We split the data in train, validation and test parts. (80/10/10 typically or something similar)

We then train the model in the 80% of the data and we validate/optimise the model in the validate data. When we are happy, then ** and only then ** we are testing the model's performance on the test data. 




### Cross Validation
Another strategy used in practice is Cross Validation.


Cross-validation is a resampling procedure used to evaluate machine learning models on a limited data sample.

The procedure has a single parameter called k that refers to the number of groups that a given data sample is to be split into. As such, the procedure is often called k-fold cross-validation. When a specific value for k is chosen, it may be used in place of k in the reference to the model, such as k=10 becoming 10-fold cross-validation.

Cross-validation is primarily used in applied machine learning to estimate the skill of a machine learning model on unseen data. That is, to use a limited sample in order to estimate how the model is expected to perform in general when used to make predictions on data not used during the training of the model.

It is a popular method because it is simple to understand and because it generally results in a less biased or less optimistic estimate of the model skill than other methods, such as a simple train/test split.

The general procedure is as follows:

- Shuffle the dataset randomly.
- Split the dataset into k groups
- For each unique group:
       - Take the group as a hold out or test data set
        - Take the remaining groups as a training data set
        - Fit a model on the training set and evaluate it on the test set
        - Retain the evaluation score and discard the model
- Summarize the skill of the model using the sample of model evaluation scores


### Hyperparameter optimisation 


In machine learning, hyperparameter optimization or tuning is the problem of choosing a set of optimal hyperparameters for a learning algorithm.
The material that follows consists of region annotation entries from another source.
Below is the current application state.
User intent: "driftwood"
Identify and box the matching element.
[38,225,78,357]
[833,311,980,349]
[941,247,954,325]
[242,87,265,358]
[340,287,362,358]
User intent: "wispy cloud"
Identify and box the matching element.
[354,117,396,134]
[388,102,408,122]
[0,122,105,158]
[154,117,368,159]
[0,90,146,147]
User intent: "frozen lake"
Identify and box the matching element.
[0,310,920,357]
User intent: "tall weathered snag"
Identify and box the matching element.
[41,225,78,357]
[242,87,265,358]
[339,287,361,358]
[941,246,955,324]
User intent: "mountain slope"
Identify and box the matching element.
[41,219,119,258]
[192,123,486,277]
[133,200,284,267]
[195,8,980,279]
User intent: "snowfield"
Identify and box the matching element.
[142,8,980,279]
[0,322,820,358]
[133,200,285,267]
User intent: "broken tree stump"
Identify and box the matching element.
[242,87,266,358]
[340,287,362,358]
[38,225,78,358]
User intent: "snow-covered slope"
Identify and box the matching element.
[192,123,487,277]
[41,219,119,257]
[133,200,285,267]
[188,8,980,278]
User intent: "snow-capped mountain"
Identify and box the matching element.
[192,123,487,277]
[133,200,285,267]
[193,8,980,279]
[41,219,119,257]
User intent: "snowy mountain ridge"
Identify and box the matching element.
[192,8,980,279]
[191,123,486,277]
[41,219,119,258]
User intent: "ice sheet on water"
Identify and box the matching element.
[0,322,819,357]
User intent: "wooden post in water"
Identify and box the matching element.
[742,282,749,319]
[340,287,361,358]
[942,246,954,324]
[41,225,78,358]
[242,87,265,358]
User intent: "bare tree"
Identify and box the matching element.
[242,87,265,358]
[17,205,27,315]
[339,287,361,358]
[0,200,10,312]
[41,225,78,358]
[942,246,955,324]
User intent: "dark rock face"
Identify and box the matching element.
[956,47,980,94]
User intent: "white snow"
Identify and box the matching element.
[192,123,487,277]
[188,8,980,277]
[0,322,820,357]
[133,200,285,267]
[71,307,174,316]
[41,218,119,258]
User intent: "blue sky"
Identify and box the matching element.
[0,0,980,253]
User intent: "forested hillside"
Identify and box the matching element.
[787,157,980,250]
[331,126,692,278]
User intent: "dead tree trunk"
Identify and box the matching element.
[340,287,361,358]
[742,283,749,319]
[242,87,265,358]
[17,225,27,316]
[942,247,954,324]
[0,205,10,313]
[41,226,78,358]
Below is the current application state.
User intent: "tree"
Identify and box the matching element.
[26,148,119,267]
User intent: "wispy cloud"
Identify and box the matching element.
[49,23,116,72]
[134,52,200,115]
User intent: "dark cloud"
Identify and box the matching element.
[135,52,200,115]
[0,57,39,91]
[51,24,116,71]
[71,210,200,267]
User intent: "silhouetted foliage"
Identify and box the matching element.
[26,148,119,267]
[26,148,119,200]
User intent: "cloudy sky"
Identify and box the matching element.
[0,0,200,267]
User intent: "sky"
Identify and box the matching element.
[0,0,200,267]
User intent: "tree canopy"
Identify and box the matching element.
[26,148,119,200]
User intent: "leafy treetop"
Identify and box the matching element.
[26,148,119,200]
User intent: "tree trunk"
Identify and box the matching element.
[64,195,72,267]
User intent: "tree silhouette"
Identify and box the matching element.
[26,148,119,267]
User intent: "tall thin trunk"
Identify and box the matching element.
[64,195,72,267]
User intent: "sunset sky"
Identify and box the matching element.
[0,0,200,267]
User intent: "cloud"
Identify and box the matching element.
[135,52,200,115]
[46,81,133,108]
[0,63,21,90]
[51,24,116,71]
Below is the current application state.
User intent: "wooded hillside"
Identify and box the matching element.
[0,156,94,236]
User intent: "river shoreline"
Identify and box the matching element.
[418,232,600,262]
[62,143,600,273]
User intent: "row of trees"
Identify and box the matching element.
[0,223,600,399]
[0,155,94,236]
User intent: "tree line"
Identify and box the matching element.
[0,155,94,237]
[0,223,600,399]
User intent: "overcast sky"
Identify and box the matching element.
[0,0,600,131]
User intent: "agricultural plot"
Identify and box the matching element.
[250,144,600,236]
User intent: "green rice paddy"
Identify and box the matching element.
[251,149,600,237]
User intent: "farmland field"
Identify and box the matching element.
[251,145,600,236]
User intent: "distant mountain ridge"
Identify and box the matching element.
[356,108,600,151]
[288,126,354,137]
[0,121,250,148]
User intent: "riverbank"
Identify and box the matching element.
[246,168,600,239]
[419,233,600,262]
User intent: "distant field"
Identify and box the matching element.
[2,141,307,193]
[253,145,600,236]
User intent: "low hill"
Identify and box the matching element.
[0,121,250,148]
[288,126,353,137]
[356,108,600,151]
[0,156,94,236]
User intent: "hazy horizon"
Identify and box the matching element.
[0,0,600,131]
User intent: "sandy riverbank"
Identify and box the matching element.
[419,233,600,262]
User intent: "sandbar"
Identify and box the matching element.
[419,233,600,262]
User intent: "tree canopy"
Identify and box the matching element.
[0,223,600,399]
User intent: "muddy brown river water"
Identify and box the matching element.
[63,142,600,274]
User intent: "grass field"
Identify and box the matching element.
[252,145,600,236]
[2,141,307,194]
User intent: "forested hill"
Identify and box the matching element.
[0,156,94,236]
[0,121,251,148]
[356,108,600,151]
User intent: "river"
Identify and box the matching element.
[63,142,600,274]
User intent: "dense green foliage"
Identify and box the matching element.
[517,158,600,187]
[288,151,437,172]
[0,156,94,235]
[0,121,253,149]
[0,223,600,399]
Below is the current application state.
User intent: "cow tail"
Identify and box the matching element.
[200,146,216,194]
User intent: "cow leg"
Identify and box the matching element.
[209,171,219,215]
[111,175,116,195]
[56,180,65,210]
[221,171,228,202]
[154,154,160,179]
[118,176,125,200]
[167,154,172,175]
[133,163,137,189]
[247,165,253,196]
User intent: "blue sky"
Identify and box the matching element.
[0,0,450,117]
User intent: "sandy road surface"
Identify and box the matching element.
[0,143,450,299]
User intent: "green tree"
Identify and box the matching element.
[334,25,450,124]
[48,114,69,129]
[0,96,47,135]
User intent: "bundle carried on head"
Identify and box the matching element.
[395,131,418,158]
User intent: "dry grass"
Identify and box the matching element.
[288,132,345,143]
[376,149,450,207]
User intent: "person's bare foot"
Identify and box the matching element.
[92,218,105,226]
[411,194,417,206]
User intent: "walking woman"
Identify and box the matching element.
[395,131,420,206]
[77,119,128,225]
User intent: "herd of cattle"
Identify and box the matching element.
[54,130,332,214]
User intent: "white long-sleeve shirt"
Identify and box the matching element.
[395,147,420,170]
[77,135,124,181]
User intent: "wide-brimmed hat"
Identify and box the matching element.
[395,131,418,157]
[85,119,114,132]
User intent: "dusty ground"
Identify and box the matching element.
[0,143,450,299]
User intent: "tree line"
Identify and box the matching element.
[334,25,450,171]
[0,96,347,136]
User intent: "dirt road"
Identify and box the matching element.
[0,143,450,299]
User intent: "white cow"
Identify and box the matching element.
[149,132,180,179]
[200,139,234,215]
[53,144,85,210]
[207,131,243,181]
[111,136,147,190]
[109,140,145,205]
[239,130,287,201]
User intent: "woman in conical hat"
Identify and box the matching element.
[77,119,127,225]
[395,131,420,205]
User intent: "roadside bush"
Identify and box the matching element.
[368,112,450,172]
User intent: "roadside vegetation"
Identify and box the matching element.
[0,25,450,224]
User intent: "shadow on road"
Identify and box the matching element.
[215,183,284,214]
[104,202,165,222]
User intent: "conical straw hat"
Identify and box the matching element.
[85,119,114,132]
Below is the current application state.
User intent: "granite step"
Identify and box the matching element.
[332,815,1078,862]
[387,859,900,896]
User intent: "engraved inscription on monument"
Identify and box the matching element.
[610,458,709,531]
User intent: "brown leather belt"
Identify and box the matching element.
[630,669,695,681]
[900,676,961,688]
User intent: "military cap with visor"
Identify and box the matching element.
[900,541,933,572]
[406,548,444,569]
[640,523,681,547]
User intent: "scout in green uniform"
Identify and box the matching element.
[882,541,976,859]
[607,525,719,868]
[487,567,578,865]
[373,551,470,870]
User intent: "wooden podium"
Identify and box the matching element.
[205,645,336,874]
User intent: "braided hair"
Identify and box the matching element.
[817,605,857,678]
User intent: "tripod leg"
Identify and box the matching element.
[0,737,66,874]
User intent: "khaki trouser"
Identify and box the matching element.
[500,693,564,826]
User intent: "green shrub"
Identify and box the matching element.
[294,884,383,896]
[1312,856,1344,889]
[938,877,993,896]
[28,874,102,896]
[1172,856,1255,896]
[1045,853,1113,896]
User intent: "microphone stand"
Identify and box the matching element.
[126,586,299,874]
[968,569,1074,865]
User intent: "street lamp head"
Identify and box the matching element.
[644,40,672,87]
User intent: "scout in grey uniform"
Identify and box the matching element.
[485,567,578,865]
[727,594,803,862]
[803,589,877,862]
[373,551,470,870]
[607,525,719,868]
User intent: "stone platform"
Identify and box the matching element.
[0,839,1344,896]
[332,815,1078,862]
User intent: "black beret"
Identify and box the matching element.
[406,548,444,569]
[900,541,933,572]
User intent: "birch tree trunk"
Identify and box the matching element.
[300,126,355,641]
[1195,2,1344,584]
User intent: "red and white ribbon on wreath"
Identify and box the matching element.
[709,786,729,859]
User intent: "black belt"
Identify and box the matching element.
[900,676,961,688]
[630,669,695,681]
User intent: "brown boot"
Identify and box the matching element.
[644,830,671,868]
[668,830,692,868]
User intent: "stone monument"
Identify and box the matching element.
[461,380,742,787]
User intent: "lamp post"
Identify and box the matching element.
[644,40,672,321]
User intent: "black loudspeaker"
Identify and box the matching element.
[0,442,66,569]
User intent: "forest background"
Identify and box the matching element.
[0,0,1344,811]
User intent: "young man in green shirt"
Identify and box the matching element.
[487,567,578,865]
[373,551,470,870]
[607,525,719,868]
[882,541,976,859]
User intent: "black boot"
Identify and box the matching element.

A hyperparameter is a parameter whose value is used to control the learning process. By contrast, the values of other parameters (typically node weights) are learned.

The same kind of machine learning model can require different constraints, weights or learning rates to generalize different data patterns. These measures are called hyperparameters, and have to be tuned so that the model can optimally solve the machine learning problem. Hyperparameter optimization finds a tuple of hyperparameters that yields an optimal model which minimizes a predefined loss function on given independent data.[1] The objective function takes a tuple of hyperparameters and returns the associated loss.[1] Cross-validation is often used to estimate this generalization performance.[2]